棠梨忙完了长空月这里的事,就绕过在门边站岗的花镜缘去偏殿了。
花镜缘看她转身进了偏殿,那应该就是她如今在寂灭峰的住处了,他那大脑褶皱更加平滑了一些。
不多时,棠梨洗漱束发,换了件衣裳重新站在他面前,他勉强拉回了一点神智。
“六师兄,可以走了。
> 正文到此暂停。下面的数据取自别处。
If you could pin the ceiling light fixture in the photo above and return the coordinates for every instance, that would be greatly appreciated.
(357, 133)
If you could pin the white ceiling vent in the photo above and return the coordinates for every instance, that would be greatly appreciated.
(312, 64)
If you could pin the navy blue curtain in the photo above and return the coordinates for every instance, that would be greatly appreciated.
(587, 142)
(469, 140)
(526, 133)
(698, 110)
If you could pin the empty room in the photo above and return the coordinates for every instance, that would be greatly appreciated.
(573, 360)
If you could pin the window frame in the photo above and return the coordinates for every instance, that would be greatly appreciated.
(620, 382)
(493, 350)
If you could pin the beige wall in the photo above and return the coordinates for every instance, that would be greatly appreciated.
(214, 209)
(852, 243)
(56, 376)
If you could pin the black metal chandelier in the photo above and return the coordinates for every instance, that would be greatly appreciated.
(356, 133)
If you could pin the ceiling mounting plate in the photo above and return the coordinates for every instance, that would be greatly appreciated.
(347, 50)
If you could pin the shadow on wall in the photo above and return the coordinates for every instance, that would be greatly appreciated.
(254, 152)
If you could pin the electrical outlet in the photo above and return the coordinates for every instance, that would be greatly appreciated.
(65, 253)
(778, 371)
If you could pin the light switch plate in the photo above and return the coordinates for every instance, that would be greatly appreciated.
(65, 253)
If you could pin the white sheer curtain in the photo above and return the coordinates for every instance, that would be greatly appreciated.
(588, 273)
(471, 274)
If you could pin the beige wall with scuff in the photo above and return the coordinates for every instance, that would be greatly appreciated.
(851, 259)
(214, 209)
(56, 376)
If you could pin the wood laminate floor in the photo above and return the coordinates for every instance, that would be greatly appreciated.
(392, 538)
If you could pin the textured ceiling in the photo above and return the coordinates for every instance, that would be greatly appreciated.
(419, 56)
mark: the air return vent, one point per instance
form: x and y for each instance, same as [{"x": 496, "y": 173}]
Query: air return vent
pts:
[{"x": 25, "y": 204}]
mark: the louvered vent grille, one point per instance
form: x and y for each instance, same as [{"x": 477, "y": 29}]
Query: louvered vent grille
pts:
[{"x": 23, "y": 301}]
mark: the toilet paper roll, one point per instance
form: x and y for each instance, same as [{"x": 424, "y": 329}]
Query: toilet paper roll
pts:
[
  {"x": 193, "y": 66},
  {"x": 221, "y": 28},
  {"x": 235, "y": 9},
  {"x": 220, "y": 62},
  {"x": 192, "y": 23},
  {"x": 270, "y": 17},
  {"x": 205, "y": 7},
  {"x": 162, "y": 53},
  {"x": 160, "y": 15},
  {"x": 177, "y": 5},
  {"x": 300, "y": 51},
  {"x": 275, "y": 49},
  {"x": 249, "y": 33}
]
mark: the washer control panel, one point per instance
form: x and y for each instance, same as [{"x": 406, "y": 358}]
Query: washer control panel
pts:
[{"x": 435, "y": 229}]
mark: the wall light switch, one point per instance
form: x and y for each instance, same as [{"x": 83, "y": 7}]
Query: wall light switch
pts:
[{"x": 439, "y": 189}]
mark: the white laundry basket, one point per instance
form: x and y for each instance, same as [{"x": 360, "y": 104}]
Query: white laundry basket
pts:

”
看她清清爽爽站在那,像是春日里暖融融的栗子,春日有栗子吗?就算快春末了也没用吧?栗子什么时候成熟?
算了,怎么都好,主要是——
“师尊的寝殿,小师妹是怎么进去的?”
花镜缘认知出现了前所未有的偏差,他僵硬地问:“师尊把开门诀告诉你了??”
棠梨顿了顿,后知后觉地意识到,她回去送被子的时候确实没有开门诀。
她到了那里,一推门,门就开了。
……应该是长空月去闭关的时候,怕她自己一个人出去有开门诀不方便,所以才暂时取消了。
她张口想回答,又立刻闭嘴。
不行。不能说。
说了花镜缘岂不是知道她昨天晚上,啊不对,是三天前的晚上睡在哪里了。
半晌,棠梨哈哈一笑道:“是我太笨了,实在学不会开门诀,师尊才暂时把它取消了。这些都不重要,天快黑了,大师兄他们应该等着急了,咱们赶紧走吧。”
花镜缘被棠梨推着走,心里还是有些不对劲。
什么叫你太笨了,学不会开门诀,所以就取消了。